Step 1: Identify a project topic and determine the objectives of the data mining project. Find an available dataset for the project. You can use one of the datasets you found for homework 1.

Step 2: Study and understand the dataset by exploring it. Pay attention at the quality of the data (any missing value), the meaningful attributes (variables), attributes (variables) distributions, and the types of variable values.

Step 3: Perform necessary data cleansing and conversion tasks.

Step 4: Choose Decision Tree, Clustering, OR Association Analysis and use SAS Enterprise Miner to develop a data mining model upon the dataset.

Step 5: Fine tune the model and try to explain the outcomes of the data mining as much as possible with regard to the project objectives

Step 6: Conceive a project report based on the data mining analysis outcomes


The project report is the final deliverable for the project. It includes the following sections:


  1. The project motivation and objectives.

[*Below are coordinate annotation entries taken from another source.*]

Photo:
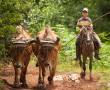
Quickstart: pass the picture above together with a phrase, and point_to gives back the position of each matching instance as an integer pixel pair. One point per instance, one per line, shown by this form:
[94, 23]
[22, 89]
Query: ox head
[48, 51]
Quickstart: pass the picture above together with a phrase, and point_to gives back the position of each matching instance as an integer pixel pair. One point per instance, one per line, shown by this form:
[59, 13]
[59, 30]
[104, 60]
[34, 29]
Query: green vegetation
[62, 16]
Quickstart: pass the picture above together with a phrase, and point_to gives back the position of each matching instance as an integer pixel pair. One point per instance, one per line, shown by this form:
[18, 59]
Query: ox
[46, 47]
[19, 44]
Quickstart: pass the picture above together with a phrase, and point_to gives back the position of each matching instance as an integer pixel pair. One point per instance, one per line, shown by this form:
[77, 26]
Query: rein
[93, 21]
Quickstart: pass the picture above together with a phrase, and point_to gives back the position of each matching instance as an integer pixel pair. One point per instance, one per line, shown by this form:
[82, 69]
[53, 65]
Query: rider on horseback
[86, 22]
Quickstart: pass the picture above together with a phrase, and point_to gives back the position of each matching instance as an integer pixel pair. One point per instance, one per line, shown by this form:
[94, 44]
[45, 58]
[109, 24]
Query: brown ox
[16, 52]
[46, 47]
[87, 49]
[48, 53]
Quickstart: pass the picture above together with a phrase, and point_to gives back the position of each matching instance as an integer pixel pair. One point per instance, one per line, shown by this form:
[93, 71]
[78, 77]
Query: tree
[12, 13]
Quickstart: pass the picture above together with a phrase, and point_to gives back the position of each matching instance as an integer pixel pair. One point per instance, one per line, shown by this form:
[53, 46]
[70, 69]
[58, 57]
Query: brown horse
[87, 50]
[16, 52]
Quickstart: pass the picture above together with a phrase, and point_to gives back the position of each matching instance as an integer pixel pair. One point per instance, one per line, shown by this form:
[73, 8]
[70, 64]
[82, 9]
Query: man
[86, 22]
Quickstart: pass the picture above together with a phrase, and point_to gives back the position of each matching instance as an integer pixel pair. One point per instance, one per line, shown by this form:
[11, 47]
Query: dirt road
[32, 75]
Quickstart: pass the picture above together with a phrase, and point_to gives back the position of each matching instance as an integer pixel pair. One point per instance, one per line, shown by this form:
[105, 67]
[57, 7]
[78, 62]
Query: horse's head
[86, 35]
[19, 29]
[48, 51]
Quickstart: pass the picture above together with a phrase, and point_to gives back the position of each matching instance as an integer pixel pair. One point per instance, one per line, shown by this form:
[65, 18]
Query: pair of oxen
[45, 46]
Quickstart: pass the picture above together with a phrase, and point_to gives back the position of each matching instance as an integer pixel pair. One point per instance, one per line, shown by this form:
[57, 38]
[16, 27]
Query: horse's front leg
[23, 76]
[16, 79]
[84, 67]
[81, 65]
[90, 67]
[52, 70]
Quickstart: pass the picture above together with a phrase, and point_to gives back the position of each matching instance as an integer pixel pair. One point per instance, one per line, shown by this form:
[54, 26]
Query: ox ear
[57, 41]
[38, 40]
[32, 41]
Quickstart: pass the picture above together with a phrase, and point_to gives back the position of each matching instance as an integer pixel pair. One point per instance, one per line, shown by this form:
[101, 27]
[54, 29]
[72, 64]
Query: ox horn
[37, 40]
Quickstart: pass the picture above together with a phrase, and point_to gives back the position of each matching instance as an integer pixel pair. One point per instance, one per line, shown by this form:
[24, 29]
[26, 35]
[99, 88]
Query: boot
[97, 55]
[77, 53]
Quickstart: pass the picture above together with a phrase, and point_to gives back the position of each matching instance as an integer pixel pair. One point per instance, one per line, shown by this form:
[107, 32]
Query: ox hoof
[16, 85]
[91, 79]
[50, 80]
[82, 74]
[24, 85]
[40, 82]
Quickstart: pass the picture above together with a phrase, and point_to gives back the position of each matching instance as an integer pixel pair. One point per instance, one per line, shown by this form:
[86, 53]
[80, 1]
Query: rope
[93, 21]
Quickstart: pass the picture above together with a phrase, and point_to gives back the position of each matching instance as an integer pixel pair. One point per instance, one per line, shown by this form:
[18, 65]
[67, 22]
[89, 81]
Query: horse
[87, 50]
[19, 44]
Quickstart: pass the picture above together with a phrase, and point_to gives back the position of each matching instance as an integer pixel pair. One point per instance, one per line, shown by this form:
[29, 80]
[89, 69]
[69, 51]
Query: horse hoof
[24, 85]
[16, 85]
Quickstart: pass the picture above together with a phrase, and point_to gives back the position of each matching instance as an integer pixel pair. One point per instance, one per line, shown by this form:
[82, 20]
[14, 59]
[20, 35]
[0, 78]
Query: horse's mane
[47, 33]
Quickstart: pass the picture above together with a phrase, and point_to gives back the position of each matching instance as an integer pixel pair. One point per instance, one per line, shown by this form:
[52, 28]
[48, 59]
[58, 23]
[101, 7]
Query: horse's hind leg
[23, 76]
[90, 68]
[43, 73]
[84, 67]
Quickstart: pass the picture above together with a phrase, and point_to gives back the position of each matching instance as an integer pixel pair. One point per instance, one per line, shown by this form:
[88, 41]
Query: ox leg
[52, 73]
[84, 67]
[16, 80]
[23, 76]
[90, 68]
[40, 81]
[23, 73]
[43, 73]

This section presents the background of the project, the importance of the project, the research questions, and project objectives. 1-2 pages
  2. The relevant research efforts or projects overview, 1 page
  3. Dataset description. It includes: where it comes from, the description of major attributes (variables), the quality of the dataset, and data preprocessing, 1-2 pages
  4. The data mining method you used and data mining process, such as the problem you encountered and how they were solved, 1 page
  5. Data mining outcomes. You need to attach the necessary charts from SAS Enterprise Miner, page number is not restricted
  6. Discussions, problems, and further work, 1-2 pages
  7. References, if any


Issues during project accomplishment:


  1. The effect of dataset quality
  2. How to conduct data pre-processing
  3. How to selection right variables for the model
  4. How to use other SAS EM nodes, such as Transform, Variable selection, Insight, Score, Assessment, Multiplot, Distribution Explorer, to improve the efficiency and effectiveness of data mining
  5. How to combine different data mining skills for the project, such as applying the stepwise regression for neural network variable selection.


The project report is due on May 7, 2008.